Fulanos que, muitas vezes, sem nunca terem trabalhado um dia na vida, ficam isentos de pagar impostos (por causa de regras que "incentivaram" a implementar), enquanto atiçam o algoritmo a virar os cidadãos uns contra os outros, à conta de supostas chulices de meia dúzia de trocos.

Se há quem saiba contornar as regras para usufruir de subsídios que não merece? Sim, claro que há. E não são só estrangeiros, ou jovens nem-nem.

Mas o estado social deve ser para todos. E eu quero a garantia de que, se perder o meu trabalho, ou me magoar, tenho direito a apoios estatais que permitam a minha sobrevivência, sem exceções ou letras miudinhas.

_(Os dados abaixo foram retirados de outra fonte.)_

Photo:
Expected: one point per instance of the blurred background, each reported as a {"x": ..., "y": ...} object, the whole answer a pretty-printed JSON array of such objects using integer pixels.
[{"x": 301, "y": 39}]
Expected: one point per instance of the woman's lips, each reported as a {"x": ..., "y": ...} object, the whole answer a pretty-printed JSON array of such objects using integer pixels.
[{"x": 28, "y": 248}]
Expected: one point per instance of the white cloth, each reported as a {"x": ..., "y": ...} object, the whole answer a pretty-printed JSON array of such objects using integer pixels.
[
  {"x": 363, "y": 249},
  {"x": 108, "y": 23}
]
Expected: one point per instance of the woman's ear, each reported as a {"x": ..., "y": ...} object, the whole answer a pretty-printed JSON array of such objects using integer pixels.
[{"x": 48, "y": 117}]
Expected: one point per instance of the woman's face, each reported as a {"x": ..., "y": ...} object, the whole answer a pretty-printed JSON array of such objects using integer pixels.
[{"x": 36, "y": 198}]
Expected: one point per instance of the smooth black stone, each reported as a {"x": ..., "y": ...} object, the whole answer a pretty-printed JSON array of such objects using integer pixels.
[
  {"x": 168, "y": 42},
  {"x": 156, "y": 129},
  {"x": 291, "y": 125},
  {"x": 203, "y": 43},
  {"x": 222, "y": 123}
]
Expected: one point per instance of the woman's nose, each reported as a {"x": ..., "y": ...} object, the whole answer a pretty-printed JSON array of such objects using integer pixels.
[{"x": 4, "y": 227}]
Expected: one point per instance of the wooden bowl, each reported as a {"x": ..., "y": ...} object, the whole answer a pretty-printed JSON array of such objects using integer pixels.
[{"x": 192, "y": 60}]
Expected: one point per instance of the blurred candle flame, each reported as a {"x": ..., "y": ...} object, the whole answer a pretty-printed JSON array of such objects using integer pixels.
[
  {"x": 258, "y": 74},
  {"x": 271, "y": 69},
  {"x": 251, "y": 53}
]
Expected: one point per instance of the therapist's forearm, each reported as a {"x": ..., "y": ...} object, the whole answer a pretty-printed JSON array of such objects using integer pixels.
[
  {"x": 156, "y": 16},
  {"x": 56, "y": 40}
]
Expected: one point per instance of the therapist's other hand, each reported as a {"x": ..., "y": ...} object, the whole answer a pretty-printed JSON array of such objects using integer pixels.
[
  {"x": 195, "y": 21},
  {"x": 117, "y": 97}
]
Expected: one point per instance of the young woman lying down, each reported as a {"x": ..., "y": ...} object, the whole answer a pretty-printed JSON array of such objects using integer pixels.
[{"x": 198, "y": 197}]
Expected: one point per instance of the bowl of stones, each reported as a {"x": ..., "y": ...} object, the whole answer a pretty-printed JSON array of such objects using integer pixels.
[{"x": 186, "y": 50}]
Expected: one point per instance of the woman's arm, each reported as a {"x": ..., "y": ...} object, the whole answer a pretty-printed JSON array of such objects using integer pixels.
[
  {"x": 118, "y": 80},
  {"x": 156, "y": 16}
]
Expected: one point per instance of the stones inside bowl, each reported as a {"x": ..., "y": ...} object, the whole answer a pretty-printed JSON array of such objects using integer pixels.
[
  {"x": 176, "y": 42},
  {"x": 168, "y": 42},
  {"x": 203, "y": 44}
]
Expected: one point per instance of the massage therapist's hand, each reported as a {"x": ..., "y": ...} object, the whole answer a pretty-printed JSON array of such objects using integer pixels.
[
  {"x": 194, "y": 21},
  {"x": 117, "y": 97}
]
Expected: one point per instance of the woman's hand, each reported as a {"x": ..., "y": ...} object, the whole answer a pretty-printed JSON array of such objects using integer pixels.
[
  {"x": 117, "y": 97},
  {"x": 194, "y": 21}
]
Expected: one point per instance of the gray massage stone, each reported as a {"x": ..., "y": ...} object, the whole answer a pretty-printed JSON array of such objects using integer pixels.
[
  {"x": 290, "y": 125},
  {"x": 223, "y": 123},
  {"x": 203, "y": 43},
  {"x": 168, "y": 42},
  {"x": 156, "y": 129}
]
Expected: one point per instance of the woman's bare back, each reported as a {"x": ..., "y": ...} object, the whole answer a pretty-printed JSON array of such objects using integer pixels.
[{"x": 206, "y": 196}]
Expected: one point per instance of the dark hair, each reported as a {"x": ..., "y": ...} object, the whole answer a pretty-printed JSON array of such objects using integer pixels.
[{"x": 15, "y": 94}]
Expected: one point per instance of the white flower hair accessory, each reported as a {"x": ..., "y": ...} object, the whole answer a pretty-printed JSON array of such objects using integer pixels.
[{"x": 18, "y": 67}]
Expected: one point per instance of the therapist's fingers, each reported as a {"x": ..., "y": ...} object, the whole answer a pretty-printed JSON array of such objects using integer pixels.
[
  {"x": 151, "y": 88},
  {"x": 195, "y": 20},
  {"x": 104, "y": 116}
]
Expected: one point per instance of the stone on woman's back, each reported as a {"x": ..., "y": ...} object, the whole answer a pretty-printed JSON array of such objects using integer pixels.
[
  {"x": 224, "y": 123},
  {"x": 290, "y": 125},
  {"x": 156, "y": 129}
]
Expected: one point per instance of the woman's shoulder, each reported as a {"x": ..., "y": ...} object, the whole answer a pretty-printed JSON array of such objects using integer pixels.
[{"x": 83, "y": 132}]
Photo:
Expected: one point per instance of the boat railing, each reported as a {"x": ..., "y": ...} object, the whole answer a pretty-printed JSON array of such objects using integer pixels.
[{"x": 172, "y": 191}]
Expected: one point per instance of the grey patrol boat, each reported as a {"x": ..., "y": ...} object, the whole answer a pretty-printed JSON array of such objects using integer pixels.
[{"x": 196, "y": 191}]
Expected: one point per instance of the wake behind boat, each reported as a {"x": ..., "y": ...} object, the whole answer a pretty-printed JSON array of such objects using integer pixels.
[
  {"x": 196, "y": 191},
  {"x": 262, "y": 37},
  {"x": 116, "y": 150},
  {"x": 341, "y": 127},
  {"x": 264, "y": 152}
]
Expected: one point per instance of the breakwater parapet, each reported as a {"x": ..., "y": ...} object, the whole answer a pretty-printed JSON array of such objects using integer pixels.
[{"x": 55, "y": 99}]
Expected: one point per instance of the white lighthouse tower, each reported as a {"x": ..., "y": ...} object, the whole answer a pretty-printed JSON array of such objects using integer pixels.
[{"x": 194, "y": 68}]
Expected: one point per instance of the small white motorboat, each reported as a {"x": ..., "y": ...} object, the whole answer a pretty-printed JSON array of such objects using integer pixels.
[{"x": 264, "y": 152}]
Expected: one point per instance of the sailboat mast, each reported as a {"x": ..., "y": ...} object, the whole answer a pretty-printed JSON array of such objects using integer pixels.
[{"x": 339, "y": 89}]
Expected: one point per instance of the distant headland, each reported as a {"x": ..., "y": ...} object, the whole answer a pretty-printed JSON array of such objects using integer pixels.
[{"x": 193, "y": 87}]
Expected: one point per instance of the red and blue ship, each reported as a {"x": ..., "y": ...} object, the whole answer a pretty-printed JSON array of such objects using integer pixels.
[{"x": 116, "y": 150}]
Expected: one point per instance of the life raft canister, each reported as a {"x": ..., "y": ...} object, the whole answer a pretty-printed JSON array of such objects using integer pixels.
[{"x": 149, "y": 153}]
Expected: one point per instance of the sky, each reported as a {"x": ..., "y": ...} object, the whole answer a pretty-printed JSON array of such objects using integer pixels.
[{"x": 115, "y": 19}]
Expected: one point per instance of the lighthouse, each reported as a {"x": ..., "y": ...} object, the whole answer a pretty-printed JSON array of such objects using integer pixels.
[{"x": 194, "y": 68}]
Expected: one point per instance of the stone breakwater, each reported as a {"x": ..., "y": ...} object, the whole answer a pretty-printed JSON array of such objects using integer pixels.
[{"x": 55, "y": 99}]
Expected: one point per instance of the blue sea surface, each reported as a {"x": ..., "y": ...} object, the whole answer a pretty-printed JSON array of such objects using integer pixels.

Acabar com a "mama" soa sempre bem quando não nos afeta pessoalmente; quando falamos de números ao invés de pessoas. Mas um dia essa pessoa posso ser eu.

Portanto, não, não me incomoda que hajam uns quantos à sombra de pouco mais do ordenado mínimo, enquanto dois ou três gazilionários brincam ao Monopólio com o dinheiro do mundo e ainda se riem do povo que lhes enche os bolsos de boa mente.

E, no entretanto, vou sonhado com a utopia de um rendimento básico universal...

01 de Dezembro, 2025

Resolver os problemas do mundo na minha hora de almoço

Inês R.

Seria muito mais fácil aceitar que sou apenas uma mulher, trabalhadora por conta de outrem, sem capacidade alguma de produzir mudanças significativas neste mundo em que vivemos e, assim, permitir-me desistir de fazer até aquilo que está ao meu alcance.

"Como se a minha separação de resíduos domésticos conseguisse competir com o tubo de escape do meu carro a gasolina ou com o teu cruzeiro pelo Mediterrâneo ou com os centros de dados deles."

Advogar pela manutenção do Serviço Nacional de Saúde, no meio de uma formação de primeiros socorros, para uma "plateia" de seis não mudará o sentido de voto de nenhum deles, mas talvez semeie a dúvida numa dessas cabeças; o suficiente para a fazer ver o tema com outros olhos.

Falar de saúde mental enquanto aqueço o almoço no micro-ondas do trabalho vale o que vale até que uma colega revela que, finalmente, decidiu marcar uma consulta de Psicologia.

Doar algum dinheiro, por pouco que seja, a causas que me sejam queridas, ao invés de me deixar assoberbar pela frustração de não conseguir ajudar todos quantos precisam, pode fazer a diferença na vida de alguém.

E não deixar passar nenhum comentário preconceituoso de um colega que não é racista, "mas," sem o fazer sentir vergonha de ter decidido abrir a boca na minha presença. Porque não é aceitável que este tipo de discurso volte a ser normalizado. Muito menos na minha hora de almoço.